De repente o som de vozes começou a ecoar por toda parte vindo das paredes e aparentemente brotando do próprio ar, eram vozes misturadas, masculinas, femininas e infantis, porém, não era possível distinguir o que estavam dizendo, não era um idioma conhecido, na verdade, não era nem mesmo linguagem mortal. O pior estava para acontecer.
Todos os membros da irmandade pararam de entoar seu cântico no mesmo momento em que a mulher parou de gritar, porém, aquilo não aconteceu de maneira natural, o fato é que todo o som daquele salão simplesmente desapareceu, mesmo esforçando-se para falar, ninguém conseguiu, foi como se o vácuo do espaço exterior se fizesse presente naquele local, e em parte, foi o que aconteceu. Tomados por espanto, todos ficaram quietos sem saber o que pensar ou fazer, havia um peso estranho pairando no ar, a própria gravidade parecia ter sido alterada.
Numa velocidade maior do que tudo o que aqueles homens já tinham visto na vida, as luzes das velas se apagaram definitivamente; exceto duas que haviam sido colocadas próximas do altar do sacrifício onde a vítima confusa e desesperada estava, em silêncio, tentado fugir, sem sucesso. Havia uma excitação no coração dos membros da irmandade e aquilo aumentou quando puderam ver que além da mulher, por detrás do altar uma sombra enorme se ergueu do chão como se estivesse saindo diretamente do inferno; não havia forma que pudesse ser identificada, em princípio, mas depois alguns dos que estava presente puderam ver algo como enormes tentáculos e asas feitas de sombra.
A mulher gritou novamente o mais alto que pode ao ver aquela aparição hedionda tão próxima de si, ela sentia um grande ardor tanto nos pulmões quanto na garganta, mas nenhum som se fez presente.
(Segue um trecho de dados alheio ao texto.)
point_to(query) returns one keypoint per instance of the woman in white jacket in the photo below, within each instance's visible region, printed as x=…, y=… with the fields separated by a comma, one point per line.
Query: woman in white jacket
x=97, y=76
A monstruosidade pairava no ar e flutuou sobre a vítima acorrentada fazendo com que ela desaparecesse em seu interior, embora não houvesse qualquer som no ambiente, todos os que estavam ali sabiam que a mulher estava sendo dolorosamente consumida pela criatura, eles podiam sentir a vibração da dor que ela sentia reverberando no ar, mas na verdade, eles já haviam sido, todos, pegos pela sombra. Havia tentáculos de sombras brotando das paredes e do chão, estes tentáculos tinham penetrado a base da nuca de todos e agora remexia na mente de suas vítimas; alguns poucos perceberam o que estava realmente acontecendo, tentaram correr, gritar, lutar ou fazer qualquer coisa para se soltar da influência da sombra, mas nenhuma força na terra poderia livrá-los do destino que os aguardava. A abominação não era exatamente uma simples sombra, era algo palpável aparentemente criado por algum tipo de matéria escura, muito provavelmente do mesmo tipo que existe nos lugares mais distantes do universo e que são a anos estudadas com grande fascinação por milhares de cientistas ao redor do globo. Quem poderia imaginar que parte da matéria escura do cosmos estivesse dentro do planeta terra, consciente, devorando pessoas e outros seres há séculos sem ser percebida. 
Um dos últimos membros da irmandade a ser devorado, estava a beira da loucura produzida pela dor lancinante causada pelos tentáculos de matéria escura perfurando toda a sua pele, quando, caído e já sem qualquer força, olhou e viu uma espécie de rosto deformado brotando da grande sombra, os olhos da criatura varreram o lugar percebendo que não havia mais ninguém ali para ser consumido e depois se recolheram novamente para dentro da grande espiral de sombras, tentáculos e asas. Foi a visão final daquele vampiro e depois também foi devorado.